Differentiable Knapsack and Top-k Operators via Dynamic Programming

TL;DR

This paper introduces a unified, differentiable framework for knapsack and top-k operators using dynamic programming, enabling their integration into neural networks with efficient algorithms and theoretical insights.

Contribution

It presents a novel approach to make knapsack and top-k operators differentiable via smoothing of dynamic programming recursions, with efficient algorithms and theoretical characterizations.

Findings

Effective differentiable relaxations for knapsack and top-k operators.

Theoretical proof of Shannon entropy as the unique permutation-equivariant regularizer.

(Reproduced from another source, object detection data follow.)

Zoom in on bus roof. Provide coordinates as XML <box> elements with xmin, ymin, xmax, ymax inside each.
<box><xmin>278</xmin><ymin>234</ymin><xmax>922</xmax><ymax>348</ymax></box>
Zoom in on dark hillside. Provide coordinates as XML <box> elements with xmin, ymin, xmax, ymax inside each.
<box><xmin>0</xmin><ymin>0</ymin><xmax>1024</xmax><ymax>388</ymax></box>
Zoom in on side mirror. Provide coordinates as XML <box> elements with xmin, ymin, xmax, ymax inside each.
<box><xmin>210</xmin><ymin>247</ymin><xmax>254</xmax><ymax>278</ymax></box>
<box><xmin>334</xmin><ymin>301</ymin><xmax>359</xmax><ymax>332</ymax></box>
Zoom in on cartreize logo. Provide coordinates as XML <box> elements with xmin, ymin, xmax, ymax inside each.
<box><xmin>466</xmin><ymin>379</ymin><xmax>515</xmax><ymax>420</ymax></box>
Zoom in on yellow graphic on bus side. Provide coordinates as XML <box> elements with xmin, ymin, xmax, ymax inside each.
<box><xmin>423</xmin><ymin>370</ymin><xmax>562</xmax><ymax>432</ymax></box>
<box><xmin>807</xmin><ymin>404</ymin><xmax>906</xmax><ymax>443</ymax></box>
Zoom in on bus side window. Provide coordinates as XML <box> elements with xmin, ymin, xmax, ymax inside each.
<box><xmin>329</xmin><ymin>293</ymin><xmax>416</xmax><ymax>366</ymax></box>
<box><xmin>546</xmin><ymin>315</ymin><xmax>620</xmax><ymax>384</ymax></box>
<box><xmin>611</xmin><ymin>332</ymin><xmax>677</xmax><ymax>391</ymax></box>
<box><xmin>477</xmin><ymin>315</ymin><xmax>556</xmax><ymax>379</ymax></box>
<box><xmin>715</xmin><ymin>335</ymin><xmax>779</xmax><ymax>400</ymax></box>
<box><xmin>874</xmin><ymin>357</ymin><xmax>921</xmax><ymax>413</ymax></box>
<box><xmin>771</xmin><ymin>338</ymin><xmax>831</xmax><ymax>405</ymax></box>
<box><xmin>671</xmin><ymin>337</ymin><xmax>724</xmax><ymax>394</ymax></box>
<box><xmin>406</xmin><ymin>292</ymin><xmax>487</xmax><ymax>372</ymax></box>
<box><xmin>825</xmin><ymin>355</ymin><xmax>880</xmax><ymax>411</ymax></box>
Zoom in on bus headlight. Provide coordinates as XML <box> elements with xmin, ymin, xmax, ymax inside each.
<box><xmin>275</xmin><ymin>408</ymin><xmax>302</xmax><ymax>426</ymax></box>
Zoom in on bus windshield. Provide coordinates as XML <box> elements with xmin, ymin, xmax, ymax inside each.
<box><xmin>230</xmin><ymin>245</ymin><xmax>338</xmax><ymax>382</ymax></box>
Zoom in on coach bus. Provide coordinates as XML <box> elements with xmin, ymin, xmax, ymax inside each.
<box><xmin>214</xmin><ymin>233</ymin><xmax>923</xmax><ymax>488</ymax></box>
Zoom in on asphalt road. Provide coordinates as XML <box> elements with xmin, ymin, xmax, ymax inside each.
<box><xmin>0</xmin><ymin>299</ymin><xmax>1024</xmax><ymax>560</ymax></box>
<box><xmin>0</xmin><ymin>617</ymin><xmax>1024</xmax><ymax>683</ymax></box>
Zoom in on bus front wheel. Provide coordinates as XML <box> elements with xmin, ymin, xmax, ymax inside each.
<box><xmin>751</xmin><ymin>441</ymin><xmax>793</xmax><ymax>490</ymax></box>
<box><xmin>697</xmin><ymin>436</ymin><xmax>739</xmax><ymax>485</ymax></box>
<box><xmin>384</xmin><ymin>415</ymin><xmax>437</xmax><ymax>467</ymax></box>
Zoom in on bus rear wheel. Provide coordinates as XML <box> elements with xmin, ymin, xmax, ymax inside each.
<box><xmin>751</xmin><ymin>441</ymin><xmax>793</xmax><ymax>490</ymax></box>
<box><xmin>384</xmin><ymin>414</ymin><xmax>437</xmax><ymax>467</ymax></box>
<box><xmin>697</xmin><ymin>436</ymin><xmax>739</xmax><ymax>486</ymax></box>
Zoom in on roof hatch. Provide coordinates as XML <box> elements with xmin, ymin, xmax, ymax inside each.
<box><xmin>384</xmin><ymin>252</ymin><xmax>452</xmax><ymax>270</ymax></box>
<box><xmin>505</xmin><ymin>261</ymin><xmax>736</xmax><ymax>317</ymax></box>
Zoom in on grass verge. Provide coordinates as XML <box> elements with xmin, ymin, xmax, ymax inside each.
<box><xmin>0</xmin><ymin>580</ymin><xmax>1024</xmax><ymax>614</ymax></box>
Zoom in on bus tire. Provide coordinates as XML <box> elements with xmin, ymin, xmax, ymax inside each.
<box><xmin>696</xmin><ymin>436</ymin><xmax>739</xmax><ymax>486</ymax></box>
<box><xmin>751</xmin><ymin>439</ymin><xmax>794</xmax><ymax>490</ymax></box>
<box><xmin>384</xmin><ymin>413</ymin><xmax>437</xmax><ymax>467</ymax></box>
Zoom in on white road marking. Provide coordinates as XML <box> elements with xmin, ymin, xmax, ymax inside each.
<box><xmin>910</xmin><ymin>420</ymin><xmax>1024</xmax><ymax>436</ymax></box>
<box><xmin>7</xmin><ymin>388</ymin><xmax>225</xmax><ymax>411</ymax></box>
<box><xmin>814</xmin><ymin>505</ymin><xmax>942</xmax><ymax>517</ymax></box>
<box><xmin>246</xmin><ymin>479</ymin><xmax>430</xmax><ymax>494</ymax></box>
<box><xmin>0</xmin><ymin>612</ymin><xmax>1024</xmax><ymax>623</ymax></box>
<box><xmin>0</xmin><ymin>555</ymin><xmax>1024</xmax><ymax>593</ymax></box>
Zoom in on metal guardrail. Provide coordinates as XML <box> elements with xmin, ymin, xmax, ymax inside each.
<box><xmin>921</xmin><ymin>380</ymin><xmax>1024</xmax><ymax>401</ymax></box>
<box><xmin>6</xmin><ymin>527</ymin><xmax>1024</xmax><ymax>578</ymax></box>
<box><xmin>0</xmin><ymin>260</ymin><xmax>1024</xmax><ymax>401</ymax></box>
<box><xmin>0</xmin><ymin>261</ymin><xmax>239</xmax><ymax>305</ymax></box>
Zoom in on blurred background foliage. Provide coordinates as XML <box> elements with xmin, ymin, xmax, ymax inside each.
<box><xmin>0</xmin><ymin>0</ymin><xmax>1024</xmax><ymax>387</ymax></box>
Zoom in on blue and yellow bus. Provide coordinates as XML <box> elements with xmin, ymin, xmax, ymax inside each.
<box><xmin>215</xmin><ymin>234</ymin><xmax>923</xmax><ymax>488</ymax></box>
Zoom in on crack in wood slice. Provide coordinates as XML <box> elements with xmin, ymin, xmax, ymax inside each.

Successful application to decision-focused learning, RL, and discrete VAEs.

Abstract

Knapsack and Top-k operators are useful for selecting discrete subsets of variables. However, their integration into neural networks is challenging as they are piecewise constant, yielding gradients that are zero almost everywhere. In this paper, we propose a unified framework casting these operators as dynamic programs, and derive differentiable relaxations by smoothing the underlying recursions. On the algorithmic side, we develop efficient parallel algorithms supporting both deterministic and stochastic forward passes, and vector-Jacobian products for the backward pass. On the theoretical side, we prove that Shannon entropy is the unique regularization choice yielding permutation-equivariant operators, and characterize regularizers inducing sparse selections. Finally, on the experimental side, we demonstrate our framework on a decision-focused learning benchmark, a constrained dynamic assortment RL problem, and an extension of discrete VAEs.